A senior engineer on the project, which planned to curb pollution in the Great South Bay by building a sewage treatment plant in the southwest corner of the county, Mr. Cronin told the board, “My boss was an engineer named Jack Flynn. Jack was murdered over Southwest Sewer District.”

Mr. Cronin added — you could hear a pin drop  — that his boss was “murdered on the morning he was due to turn state’s evidence.”

Reporter columnist Karl Grossman has written about the massive effort, which was, well, a cesspool of corruption: “With federal and state governments paying the lion’s share, the project ended up costing over $1 billion in 1970s’ dollars. In a county long riddled with corruption, it became one of Suffolk’s biggest scandals. There were indictments and convictions. County Executive, John V. N. Klein, lost his office as a result.”

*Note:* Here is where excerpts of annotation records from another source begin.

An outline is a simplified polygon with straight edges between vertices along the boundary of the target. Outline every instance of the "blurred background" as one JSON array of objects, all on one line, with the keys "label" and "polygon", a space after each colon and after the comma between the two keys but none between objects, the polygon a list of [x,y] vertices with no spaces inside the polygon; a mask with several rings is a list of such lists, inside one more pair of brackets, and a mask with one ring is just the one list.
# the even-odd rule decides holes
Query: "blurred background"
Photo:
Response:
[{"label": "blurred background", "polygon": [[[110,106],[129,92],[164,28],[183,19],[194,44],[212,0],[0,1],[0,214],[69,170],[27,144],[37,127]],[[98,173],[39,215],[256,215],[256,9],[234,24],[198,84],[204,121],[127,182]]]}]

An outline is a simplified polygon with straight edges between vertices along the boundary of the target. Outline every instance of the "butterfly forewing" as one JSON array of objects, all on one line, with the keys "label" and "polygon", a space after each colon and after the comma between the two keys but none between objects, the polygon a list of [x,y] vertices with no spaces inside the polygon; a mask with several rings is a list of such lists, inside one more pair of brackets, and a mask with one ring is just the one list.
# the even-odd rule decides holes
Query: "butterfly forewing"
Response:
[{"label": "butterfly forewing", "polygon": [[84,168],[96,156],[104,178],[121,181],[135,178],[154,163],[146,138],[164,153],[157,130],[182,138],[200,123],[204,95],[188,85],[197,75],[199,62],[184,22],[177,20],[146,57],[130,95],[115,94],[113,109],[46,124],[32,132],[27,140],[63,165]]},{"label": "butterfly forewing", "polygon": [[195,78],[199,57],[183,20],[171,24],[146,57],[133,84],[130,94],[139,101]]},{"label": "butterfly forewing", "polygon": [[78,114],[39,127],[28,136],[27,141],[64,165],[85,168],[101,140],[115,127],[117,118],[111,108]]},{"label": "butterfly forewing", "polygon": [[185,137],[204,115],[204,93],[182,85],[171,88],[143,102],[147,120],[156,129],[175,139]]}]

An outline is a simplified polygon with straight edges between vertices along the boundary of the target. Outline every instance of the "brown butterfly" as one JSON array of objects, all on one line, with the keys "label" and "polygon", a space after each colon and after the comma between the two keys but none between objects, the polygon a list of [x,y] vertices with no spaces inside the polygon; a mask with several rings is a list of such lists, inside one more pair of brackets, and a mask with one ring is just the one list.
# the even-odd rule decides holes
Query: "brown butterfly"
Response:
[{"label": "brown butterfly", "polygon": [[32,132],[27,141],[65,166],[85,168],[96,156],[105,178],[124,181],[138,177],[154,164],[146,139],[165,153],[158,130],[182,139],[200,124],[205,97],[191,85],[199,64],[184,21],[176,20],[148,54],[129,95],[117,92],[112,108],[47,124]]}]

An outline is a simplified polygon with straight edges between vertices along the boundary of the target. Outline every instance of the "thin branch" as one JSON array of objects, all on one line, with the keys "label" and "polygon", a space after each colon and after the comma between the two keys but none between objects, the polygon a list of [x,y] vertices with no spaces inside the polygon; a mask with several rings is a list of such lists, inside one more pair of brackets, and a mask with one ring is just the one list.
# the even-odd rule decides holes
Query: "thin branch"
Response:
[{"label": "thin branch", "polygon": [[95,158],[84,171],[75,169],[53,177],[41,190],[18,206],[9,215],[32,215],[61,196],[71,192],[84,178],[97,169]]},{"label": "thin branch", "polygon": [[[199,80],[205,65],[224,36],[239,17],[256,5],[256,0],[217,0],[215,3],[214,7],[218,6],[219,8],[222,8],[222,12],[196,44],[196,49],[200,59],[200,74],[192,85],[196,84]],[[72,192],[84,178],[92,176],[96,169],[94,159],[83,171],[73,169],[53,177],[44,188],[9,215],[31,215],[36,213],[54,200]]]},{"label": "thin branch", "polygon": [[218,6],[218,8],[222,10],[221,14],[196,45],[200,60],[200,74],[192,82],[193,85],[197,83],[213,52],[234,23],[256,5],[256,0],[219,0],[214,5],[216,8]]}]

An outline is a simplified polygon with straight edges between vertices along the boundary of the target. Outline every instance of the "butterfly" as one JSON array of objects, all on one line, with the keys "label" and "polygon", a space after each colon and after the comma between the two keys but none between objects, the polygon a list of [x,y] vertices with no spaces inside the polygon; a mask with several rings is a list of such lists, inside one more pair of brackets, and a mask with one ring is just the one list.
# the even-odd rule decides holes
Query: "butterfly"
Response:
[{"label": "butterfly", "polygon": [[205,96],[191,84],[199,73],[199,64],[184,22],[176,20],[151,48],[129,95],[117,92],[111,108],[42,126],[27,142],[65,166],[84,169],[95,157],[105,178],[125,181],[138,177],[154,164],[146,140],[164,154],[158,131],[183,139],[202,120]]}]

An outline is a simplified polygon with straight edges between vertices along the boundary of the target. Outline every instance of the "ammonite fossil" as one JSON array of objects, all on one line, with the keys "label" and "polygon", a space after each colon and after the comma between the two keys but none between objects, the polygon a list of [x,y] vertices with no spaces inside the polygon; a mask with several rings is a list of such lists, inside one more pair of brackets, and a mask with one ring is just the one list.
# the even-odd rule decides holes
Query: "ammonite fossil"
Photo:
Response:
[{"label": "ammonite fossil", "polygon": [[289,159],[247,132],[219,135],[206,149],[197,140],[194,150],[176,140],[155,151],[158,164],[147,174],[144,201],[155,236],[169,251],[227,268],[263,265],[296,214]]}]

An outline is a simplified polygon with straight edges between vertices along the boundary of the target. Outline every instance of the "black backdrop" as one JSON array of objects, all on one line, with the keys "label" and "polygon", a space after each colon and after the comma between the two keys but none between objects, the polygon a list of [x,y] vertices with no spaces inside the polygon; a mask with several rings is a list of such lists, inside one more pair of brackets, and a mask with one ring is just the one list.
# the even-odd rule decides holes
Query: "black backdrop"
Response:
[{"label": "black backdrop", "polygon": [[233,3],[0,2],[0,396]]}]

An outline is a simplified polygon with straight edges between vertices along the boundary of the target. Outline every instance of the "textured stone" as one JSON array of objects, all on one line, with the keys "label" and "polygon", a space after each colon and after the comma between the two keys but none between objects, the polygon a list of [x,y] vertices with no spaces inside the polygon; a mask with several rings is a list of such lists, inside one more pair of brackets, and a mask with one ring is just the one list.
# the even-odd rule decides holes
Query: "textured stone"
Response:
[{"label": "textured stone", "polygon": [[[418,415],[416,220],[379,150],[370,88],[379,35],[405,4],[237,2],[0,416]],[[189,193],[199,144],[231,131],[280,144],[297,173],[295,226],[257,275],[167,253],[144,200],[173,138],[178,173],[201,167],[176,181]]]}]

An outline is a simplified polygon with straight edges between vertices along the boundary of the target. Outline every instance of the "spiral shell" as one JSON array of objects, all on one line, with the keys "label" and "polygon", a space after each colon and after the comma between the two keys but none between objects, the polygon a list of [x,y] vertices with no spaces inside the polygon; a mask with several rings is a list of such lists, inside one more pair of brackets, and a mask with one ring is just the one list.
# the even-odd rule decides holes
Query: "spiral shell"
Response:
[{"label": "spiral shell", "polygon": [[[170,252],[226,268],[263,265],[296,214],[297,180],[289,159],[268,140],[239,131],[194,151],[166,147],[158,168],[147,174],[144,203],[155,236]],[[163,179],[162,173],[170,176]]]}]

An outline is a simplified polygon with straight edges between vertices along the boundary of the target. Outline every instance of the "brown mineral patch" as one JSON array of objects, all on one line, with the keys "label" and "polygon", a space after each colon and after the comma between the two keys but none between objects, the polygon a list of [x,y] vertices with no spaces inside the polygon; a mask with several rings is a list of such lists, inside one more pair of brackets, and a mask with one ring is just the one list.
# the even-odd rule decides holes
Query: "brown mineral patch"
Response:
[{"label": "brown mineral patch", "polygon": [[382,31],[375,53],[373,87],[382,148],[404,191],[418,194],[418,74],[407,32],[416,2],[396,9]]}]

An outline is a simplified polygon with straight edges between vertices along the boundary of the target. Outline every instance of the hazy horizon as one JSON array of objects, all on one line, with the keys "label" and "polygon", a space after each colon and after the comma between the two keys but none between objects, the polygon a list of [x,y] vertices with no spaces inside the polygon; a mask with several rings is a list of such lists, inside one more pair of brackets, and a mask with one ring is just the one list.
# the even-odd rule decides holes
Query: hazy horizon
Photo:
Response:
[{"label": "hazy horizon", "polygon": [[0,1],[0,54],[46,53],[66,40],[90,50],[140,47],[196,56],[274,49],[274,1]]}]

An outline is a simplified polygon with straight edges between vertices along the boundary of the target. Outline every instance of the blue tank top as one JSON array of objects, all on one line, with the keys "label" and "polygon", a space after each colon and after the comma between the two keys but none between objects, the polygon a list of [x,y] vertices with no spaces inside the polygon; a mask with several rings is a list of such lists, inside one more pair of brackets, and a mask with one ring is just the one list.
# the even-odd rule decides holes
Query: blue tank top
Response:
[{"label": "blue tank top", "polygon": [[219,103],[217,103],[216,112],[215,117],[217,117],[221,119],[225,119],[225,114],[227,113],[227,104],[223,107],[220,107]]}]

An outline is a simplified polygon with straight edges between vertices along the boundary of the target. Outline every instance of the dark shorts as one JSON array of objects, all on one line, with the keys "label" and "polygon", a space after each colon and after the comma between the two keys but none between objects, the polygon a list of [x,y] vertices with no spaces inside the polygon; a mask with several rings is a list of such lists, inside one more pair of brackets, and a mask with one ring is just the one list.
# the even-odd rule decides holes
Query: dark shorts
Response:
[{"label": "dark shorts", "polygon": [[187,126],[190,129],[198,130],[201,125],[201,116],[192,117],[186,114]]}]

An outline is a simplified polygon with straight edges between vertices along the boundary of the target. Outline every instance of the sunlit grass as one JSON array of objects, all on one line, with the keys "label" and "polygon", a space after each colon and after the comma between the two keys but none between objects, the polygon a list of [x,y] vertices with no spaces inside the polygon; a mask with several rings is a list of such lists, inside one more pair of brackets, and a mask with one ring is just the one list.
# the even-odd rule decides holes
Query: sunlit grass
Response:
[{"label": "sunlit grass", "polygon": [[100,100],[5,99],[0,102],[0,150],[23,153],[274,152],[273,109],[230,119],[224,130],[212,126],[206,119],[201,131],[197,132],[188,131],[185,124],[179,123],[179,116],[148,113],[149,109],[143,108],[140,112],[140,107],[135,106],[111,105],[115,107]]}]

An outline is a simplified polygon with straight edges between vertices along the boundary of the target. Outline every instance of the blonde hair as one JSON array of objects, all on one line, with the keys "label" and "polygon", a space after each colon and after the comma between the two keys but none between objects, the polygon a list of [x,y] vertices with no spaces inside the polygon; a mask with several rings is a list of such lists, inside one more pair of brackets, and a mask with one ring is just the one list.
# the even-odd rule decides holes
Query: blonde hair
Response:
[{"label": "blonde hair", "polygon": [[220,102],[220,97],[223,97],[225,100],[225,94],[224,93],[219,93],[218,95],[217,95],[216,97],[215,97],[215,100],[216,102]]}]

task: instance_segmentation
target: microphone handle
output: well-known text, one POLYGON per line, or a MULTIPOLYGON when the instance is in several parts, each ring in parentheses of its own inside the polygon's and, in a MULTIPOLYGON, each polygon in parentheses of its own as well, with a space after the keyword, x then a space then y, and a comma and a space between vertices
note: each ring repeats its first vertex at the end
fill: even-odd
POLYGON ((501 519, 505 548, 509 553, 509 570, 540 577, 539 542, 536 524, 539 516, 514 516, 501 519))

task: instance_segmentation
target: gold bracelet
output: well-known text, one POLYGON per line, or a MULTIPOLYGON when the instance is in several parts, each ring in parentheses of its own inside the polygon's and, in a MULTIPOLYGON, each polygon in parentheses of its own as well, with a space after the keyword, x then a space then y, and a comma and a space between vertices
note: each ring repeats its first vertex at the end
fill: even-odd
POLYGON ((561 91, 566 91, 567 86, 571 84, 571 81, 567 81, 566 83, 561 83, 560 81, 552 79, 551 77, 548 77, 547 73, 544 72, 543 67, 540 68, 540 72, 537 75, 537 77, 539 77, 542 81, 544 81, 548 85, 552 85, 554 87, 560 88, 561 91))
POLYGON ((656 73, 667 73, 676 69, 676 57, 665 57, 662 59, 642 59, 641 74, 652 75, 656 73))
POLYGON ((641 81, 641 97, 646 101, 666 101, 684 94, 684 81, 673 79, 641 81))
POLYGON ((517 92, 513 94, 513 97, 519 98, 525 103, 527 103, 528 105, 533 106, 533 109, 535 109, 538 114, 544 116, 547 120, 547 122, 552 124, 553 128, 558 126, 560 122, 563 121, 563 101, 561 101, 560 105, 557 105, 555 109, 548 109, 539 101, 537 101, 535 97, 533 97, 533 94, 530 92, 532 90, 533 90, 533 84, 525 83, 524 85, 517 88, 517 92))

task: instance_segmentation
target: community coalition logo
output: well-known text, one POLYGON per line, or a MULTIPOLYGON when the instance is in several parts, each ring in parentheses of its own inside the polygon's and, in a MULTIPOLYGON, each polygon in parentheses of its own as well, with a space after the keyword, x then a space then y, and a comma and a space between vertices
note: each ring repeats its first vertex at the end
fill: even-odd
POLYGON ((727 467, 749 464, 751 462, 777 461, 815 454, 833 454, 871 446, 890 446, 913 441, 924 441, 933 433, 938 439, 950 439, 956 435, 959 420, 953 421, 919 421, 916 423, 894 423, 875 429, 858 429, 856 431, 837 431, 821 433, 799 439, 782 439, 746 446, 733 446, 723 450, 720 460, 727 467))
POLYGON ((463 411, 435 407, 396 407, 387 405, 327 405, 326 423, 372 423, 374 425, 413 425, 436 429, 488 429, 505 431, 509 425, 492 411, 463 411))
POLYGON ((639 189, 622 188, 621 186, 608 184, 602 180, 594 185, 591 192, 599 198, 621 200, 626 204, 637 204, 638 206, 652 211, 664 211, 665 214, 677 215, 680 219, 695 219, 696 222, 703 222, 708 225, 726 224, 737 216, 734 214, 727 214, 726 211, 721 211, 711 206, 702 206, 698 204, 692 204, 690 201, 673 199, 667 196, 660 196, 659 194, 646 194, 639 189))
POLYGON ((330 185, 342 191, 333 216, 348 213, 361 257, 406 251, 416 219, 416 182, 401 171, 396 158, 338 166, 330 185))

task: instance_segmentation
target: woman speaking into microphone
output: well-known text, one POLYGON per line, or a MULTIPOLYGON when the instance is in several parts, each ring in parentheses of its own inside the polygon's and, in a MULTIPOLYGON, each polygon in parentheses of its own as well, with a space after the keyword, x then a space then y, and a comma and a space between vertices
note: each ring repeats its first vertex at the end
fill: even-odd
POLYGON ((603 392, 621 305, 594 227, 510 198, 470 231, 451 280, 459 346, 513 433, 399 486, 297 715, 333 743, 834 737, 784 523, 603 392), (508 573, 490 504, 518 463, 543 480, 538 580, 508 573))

At least he didn’t lose his life.

News reports of the time note that Mr. Flynn was found stabbed to death on July 15, 1979 in Sayville, the result of a lover’s quarrel, the police said. It was on the morning he was scheduled to be arraigned on charges of double billing a county laboratory for equipment.

The suspect, Sue Quinn, had been living with Mr. Flynn, and was the director of the laboratory.

Mr. Cronin told the board, with a smile, that the situation became “a career changer for me.”

Ever since the collapse of the Southwest Sewer District, he added, “the county has been working very hard to avoid building large scale sewage treatment plants.”